Local officials from El Salvador are touring communities of Salvadorans living abroad, looking for investment in local communities as described in this story in the Boston Globe:
Nearly a dozen mayors, city councilors, and town administrators from the Central American nation swept through Massachusetts during the past two weeks to urge immigrants to invest in their homelands, create jobs, and - ultimately - prevent Salvadorans from having to immigrate to the United States for work.
About 1 million Salvadorans now live in the United States, including more than 17,000 in Massachusetts. The mayors are reaching out directly to émigrés as part of a new government-sponsored program, asking them to form committees or invest on their own.
Salvadoran immigrants already send home $3.3 billion a year, and nearly 30 percent of adults in El Salvador depend on the money to cover basic needs such as food, clothing, and shelter, according to the Inter-American Development Bank in Washington.
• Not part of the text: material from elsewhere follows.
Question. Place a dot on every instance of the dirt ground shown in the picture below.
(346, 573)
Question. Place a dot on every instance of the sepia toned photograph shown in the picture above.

The money helped transform cities and towns, turning shantytowns into freshly painted neighborhoods and allowing children to stay in school.
"It's helped to improve their homes," said Jorge Alberto Argueta, a former mail carrier who was elected mayor of the town of Santo Domingo 18 years in a row because he swiftly, and honestly, delivered immigrants' checks to anxious hands. "Now we need for them to invest in businesses." (more)
Remittances are more than one sixth of El Salvador's economy, and local officials want to channel some of it into investing in projects which will produce more growth in El Salvador rather than just consumer spending.